That’s according to Pathfinder’s John Berry, who says advisers have had trouble finalising their relationship with fund managers for the purposes of AML legislation, particularly where wrap platforms are involved.
He says the ideal situation would have been for the FMA to recognise financial advisers as the “owners” of their clients and to have them as the one reporting entity for that client. But both the fund manager and financial adviser will have to take responsibility under the new rules, which came into effect this week.
Berry said fund managers could not get rid of their liability for clients by dealing with a financial adviser. If there is a problem, they will be equally responsible.
Pathfinder is in the process of signing advisers up to agency agreements. For advisers who invest via a wrap, it will have to sign an AML agreement with the wrap platform and the adviser. Agent advisers will then be monitored periodically to ensure that their AML processes meet the standards.
Berry said: “Under this agreement, the fund manager appoints the financial adviser as an agent to conduct customer due diligence. The financial adviser will then not be required to send verified ID documents for each client, unless specifically requested… we don’t see value in replicating what the adviser has done.”

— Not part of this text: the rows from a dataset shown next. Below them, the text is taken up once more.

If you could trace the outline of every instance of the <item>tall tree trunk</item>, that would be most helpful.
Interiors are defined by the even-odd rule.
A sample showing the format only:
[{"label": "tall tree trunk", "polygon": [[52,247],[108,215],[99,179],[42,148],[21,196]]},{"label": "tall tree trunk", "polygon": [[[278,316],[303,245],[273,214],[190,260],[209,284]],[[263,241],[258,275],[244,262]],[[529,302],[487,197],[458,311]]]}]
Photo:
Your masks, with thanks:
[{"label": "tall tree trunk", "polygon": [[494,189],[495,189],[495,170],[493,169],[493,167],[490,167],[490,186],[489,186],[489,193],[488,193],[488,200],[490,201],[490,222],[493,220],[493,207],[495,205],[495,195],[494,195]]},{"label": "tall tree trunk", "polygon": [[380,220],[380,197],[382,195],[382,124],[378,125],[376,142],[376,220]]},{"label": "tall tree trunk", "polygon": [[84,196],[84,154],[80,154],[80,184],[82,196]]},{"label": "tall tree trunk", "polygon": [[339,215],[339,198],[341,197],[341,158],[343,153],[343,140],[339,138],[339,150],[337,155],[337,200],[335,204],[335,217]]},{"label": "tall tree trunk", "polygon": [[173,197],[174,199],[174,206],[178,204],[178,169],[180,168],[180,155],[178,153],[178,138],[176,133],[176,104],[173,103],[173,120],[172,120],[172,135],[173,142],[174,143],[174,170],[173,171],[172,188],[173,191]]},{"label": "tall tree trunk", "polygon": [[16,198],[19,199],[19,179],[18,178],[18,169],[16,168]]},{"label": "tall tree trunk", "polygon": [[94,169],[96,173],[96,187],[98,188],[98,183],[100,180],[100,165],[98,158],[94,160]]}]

He said the agency agreement allowed the fund manager to request verification documents if an unusual transaction required a closer look. "For example, an investment followed by a quick redemption."
He said some fund managers might still want to see documentation for each client but Pathfinder was confident about the processes of the advisers it worked with.
Pathfinder had teamed up with other NZ boutique fund managers to develop an AML process with AML Solutions Ltd, Berry said. “If advisers have not done so already, we would encourage them to follow the same process of grouping together with other adviser businesses … and so sharing the cost and time needed to finalise these policies.”